But that doesn't mean Joost won't find an audience. "What we'll see online is always going to be a coexistence of user-generated video and professionally created video," says Joe Laszlo, an analyst with Jupiter Research. "They're not antithetical."

In fact, they might blur a bit. "The most talented amateurs probably will turn pro," he says, while there's nothing to stop the big names from dabbling in amateur clips just for fun. He cites "The Landlord" clip from Will Ferrell at Funnyordie.com.

In other words it might be less about YouTube v. Joost, and more about short-form vs. long-form video.

"If a given viewer has a lot of time and wants to sit back and just watch something," says Laszlo, "Joost or Babelgum serve that desire, as do the iTunes store and streaming directly from the TV networks' Web sites."

When a viewer has less time, YouTube and similar sites serve as "very short, very fast, very share-able video clips that make for a quick, easy break from other activities," he adds.

Also entering the fray is Metacafe, a Web site its top officials say is carving out a niche in the area of short-form original content: That is, material made just for the Internet.

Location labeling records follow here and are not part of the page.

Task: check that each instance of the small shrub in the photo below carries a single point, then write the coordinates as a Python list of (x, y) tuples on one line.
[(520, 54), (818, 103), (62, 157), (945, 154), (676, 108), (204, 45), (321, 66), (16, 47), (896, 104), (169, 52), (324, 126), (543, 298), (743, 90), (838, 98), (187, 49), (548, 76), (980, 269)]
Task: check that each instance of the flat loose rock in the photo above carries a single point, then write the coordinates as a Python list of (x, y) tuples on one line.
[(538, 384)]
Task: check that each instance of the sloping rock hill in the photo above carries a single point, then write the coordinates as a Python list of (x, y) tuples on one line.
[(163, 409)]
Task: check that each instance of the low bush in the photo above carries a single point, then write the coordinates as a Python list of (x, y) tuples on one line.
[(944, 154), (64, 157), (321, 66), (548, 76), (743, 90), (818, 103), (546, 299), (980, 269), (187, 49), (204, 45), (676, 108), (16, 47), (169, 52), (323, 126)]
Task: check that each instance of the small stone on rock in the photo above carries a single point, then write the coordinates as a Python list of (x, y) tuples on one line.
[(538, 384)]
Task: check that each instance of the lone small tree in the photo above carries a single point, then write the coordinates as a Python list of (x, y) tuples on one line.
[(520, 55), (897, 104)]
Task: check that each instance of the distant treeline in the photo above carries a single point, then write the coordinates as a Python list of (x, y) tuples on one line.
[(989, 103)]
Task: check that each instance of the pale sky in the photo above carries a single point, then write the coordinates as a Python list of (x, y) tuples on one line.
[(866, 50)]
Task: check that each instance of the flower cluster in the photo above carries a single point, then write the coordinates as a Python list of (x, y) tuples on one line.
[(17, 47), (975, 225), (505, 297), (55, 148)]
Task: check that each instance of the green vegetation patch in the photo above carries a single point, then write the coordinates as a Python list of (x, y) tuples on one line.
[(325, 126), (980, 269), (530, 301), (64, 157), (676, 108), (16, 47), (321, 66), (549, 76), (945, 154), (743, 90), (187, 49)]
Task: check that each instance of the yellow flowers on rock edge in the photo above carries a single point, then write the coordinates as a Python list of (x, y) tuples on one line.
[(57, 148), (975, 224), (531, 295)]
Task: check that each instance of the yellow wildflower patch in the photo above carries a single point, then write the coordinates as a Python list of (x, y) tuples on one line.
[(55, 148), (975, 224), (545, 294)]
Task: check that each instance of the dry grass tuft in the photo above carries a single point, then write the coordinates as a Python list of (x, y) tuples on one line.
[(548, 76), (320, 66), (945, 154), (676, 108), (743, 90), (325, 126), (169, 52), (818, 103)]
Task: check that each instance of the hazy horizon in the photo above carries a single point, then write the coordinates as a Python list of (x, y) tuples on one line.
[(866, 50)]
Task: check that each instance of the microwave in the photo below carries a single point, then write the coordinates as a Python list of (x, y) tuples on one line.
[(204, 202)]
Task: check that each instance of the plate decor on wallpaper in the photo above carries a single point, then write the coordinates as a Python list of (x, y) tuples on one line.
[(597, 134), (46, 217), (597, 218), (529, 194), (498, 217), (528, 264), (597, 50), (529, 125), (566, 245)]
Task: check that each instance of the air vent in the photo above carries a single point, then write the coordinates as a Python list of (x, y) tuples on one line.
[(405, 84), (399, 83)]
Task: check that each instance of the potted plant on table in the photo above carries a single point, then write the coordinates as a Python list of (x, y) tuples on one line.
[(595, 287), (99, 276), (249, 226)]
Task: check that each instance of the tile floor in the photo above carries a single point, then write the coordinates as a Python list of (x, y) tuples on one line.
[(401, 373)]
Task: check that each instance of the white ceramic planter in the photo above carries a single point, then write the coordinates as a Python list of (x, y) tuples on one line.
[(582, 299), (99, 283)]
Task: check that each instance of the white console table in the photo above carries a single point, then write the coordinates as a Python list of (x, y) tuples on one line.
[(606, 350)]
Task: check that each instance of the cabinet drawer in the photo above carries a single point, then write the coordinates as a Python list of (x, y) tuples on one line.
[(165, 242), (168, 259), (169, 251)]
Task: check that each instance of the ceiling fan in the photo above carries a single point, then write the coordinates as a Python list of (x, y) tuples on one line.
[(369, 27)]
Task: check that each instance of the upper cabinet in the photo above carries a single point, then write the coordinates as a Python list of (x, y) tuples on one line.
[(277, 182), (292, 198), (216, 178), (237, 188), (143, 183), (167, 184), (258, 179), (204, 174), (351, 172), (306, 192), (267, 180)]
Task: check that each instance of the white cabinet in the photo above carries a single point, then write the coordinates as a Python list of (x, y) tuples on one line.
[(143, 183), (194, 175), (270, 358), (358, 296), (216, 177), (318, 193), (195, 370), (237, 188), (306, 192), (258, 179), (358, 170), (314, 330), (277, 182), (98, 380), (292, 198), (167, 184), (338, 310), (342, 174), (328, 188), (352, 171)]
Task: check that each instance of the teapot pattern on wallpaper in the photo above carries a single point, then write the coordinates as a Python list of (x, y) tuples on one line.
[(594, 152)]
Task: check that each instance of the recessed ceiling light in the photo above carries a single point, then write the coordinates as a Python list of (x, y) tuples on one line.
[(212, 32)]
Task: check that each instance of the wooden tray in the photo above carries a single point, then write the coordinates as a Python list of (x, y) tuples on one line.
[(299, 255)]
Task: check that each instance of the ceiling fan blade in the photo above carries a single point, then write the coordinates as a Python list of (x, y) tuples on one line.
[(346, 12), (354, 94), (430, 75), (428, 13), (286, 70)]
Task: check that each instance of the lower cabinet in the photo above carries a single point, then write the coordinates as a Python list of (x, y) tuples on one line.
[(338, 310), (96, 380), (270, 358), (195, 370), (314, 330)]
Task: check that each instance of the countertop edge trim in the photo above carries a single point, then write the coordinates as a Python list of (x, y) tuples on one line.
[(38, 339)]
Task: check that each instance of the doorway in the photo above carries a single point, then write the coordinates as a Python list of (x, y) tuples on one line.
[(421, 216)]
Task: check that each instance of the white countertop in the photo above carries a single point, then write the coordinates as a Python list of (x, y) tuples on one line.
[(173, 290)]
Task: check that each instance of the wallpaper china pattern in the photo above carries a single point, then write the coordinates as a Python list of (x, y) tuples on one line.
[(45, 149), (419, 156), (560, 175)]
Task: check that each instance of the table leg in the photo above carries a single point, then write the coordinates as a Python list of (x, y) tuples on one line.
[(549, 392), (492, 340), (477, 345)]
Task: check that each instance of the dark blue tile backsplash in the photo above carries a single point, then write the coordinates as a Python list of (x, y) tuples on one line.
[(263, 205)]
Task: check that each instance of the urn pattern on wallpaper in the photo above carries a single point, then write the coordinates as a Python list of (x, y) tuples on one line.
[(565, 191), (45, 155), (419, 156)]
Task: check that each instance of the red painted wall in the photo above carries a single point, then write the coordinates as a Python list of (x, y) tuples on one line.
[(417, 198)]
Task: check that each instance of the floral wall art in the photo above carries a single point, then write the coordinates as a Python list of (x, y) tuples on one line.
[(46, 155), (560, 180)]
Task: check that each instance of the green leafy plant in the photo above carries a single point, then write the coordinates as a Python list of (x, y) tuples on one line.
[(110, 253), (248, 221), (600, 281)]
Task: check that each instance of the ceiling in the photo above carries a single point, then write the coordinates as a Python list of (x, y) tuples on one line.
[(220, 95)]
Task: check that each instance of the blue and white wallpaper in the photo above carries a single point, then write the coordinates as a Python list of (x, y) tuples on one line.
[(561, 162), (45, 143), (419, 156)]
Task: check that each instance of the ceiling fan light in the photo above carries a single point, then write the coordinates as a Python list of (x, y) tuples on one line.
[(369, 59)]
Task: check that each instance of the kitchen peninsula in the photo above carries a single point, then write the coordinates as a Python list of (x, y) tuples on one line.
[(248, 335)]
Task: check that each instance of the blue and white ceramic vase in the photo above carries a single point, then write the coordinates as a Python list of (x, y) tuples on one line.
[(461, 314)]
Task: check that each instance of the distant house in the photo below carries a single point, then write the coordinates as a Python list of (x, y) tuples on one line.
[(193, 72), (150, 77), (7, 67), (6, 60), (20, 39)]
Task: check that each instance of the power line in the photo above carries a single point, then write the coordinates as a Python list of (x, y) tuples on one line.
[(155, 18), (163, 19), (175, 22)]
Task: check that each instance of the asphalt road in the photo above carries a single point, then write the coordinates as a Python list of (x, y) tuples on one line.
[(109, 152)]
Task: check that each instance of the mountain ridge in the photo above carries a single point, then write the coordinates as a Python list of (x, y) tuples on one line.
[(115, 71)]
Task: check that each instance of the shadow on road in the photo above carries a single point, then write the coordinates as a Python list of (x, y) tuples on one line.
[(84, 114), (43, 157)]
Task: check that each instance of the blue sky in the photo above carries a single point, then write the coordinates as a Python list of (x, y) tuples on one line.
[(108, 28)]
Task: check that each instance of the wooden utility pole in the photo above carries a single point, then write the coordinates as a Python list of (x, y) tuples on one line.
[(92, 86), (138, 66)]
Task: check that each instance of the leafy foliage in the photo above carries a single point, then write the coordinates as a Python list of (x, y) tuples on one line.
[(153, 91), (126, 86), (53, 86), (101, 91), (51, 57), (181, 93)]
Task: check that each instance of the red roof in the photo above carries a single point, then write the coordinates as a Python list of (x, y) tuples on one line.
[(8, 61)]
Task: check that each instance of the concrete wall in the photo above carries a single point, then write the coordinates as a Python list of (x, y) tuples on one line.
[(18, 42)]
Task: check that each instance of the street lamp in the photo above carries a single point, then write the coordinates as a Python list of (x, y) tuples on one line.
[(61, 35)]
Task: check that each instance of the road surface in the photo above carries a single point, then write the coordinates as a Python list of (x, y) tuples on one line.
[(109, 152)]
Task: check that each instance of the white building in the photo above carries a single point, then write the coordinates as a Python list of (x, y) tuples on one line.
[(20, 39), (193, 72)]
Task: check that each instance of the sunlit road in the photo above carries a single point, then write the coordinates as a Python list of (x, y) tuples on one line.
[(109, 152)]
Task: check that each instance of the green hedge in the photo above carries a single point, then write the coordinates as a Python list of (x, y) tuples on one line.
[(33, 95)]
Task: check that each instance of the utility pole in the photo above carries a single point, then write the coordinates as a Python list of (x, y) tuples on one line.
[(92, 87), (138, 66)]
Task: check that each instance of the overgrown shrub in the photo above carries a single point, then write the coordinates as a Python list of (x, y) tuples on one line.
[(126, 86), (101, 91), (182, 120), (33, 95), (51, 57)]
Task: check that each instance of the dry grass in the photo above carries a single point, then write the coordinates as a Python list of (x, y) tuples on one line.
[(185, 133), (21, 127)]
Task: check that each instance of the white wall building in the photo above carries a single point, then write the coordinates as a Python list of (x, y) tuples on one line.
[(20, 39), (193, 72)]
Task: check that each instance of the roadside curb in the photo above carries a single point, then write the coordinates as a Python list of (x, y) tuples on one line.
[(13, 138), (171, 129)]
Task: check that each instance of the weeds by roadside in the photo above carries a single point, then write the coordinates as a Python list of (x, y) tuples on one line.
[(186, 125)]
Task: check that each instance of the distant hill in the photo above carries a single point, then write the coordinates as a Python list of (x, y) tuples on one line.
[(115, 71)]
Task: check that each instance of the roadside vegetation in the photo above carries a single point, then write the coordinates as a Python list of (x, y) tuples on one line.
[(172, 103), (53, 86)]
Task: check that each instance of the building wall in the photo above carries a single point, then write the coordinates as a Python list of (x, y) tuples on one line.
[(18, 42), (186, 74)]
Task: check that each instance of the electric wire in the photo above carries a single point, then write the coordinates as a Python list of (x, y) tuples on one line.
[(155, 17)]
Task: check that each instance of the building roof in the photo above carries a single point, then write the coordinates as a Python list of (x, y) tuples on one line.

In a written statement, Metacafe CEO Erick Hachenburg touts his site as a "media snack" for people seeking an entertainment break.

"We're not re-purposing content made for another medium and distributing it online," Hachenburg said. "And we're not a video hosting and sharing site, meaning that we don't just accept and post every video submitted."

But the killer application of video, of course, remains television. "TV I turn on and it goes," notes Kim Gregson, a communications professor at Ithaca College in New York. "Watching TV is pretty easy -- and it's everywhere."

Joost and Babelgum, by contrast, are still relatively obscure, and not nearly as simple as TV. "You don't hear conversations at work about the cool new show on Joost," she notes.

One reason is that for Joost and similar services you need to download and install an application first. Besides adding complexity, that also makes it harder to share videos (with YouTube, by contrast, you just send a link that can be opened in a Web browser).

Laszlo notes one advantage Joost might have over YouTube: "Advertisers are far more comfortable with having their brands next to known professional content than with random amateur video, making the business model easier."

But will the content be any better? New ways of delivering content have promised much in the past. A hundred years ago radio was hailed for its potential to spread enlightenment. Later, TV claimed to be a transcendent medium.

"Don't hold your breath," says Christopher Sharrett, a communications professor at Seton Hall University. "As for the 'independence' of these outlets, can we take the notion seriously at a time when e-commerce has long replaced the 'information super highway'? We'll see the same dross."